According to Fox News Insider, Former Secretary of State and 2016 Democratic presidential candidate Hillary Clinton spoke in front of thousands at a teachers union conference in Pittsburgh on Friday, and touched on subjects close to many teachers’ hearts.

Clinton, also a former first lady and New York senator, was Friday’s keynote speaker. She received the Women’s Rights Award before addressing the crowd at 11:30 a.m., according to KDKA Pittsburgh, a CBS local affiliate.

In regard to Trump Administration immigration policies and the separation of migrant families at the border, Clinton stated it went beyond politics and is “disgraceful, inhumane and indecent.”

The topic then turned to teacher’s unions and the recent Supreme Court ruling that weakened them. Randi Weingarten, the president of the AFT, took the podium briefly.

“After that Janus case, which attempted to take our voice away, what you’re seeing is members are sticking with the union even more because they don’t want anybody else taking their voice away… Go to the polls in November to make sure we turn around cruelty and bring back decency, which is what America is about.”
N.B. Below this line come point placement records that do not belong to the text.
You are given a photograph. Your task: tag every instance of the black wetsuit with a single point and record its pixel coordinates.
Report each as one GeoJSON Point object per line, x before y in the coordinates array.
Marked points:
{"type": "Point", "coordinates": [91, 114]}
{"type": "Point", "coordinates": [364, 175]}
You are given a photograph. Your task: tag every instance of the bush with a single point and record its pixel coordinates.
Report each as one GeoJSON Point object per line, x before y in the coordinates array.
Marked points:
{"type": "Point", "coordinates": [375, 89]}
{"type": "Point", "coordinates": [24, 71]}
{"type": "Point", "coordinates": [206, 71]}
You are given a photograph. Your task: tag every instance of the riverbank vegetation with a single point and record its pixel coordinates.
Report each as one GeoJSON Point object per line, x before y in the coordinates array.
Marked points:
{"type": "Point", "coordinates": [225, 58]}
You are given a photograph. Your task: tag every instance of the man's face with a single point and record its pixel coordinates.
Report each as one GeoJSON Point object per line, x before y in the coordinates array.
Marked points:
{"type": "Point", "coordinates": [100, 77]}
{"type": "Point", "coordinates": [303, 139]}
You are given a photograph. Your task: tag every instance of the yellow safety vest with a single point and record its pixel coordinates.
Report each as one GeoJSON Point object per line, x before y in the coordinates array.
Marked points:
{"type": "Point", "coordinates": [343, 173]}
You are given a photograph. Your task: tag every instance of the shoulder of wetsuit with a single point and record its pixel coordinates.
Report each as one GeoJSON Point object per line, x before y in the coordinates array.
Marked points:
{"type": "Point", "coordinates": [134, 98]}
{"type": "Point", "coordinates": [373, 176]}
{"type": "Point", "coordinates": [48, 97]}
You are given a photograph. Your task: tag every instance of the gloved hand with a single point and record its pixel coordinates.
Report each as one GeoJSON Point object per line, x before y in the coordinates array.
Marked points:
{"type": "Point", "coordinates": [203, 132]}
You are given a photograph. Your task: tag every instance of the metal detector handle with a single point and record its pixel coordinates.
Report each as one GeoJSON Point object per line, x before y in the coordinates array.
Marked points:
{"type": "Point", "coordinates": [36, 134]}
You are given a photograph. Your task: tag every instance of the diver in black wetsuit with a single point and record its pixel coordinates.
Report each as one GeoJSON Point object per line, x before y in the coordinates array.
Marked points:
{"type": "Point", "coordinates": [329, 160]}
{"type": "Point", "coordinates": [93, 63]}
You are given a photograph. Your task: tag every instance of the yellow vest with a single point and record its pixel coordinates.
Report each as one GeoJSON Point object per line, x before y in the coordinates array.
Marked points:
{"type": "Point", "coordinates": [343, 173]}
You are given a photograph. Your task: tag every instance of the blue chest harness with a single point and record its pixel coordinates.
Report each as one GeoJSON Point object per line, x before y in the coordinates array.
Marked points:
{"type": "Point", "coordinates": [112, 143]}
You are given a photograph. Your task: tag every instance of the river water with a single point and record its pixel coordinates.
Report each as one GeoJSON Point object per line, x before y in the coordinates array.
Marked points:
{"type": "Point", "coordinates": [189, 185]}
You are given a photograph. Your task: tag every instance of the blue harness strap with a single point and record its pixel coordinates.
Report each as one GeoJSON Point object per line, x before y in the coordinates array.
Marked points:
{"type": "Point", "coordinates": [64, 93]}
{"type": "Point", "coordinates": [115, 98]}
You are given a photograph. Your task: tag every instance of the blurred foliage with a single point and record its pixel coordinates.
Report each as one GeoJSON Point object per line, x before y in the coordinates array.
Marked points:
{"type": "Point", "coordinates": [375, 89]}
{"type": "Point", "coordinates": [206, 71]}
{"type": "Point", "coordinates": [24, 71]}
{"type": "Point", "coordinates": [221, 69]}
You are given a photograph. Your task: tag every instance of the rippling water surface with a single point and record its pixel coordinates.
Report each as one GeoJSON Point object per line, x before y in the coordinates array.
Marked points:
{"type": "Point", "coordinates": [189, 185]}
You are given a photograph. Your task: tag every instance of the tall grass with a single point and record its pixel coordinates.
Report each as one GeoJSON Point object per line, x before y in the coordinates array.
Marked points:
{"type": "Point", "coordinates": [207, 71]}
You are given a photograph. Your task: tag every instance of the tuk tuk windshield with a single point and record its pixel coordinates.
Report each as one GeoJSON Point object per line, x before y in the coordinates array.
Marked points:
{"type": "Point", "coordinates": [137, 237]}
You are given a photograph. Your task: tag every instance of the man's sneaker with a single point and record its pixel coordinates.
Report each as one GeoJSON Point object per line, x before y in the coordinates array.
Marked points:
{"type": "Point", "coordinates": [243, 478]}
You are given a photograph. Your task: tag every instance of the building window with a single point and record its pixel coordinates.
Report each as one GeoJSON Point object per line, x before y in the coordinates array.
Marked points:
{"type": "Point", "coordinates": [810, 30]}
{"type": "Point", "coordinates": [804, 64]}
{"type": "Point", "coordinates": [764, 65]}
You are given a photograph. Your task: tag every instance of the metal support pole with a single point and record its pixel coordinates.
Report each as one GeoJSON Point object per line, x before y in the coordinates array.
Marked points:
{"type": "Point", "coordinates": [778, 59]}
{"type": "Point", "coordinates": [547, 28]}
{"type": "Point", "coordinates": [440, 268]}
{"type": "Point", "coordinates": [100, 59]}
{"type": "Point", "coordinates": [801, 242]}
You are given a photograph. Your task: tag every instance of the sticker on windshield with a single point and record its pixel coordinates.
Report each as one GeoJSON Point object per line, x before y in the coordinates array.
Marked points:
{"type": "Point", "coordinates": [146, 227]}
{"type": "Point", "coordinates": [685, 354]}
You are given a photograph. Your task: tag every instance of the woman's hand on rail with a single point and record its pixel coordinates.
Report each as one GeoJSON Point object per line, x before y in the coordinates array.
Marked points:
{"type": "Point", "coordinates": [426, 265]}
Clinton mentioned Trump appointee to the Supreme Court, Andrew Kavanaugh, expressing dismay at the choice during her word about the nomination of the latest Conservative judge to the bench.

“This nomination holds out the threat of devastating consequences for workers’ rights, civil rights, LGBT rights, women’s rights, including those to make our own health decisions. It is a blatant attempt by this administration to shift the balance of the Court for decades and to reverse decades of progress. You know, I used to worry that they wanted to turn the clock back to the 1950s, now I worry they want to turn it back to the 1850s…”

She also urged people to take to the polls in November, ending with the comment, “The alternative is too grim to think about.”

Other speakers on the docket include Elizabeth Warren, who started her own career as a special education teacher in an elementary school. Warren spoke on Saturday about millions of teachers in the U.S. who, in her words, are “getting crushed” by low wages, cuts to school funding, and other education policies. According to Education Week, Warren also brought up unions and the Janus case, and strongly emphasized her belief that unions are vital to teachers.

“Union members are strong—they speak out, they don’t sit down and shut up. Or, to say it another way, nevertheless, we persist.”

The crowd, many of whom carried signs that said “Educators for Elizabeth Warren,” gave Warren a standing ovation.

Neither Warren nor Clinton are expected to run for President in 2020.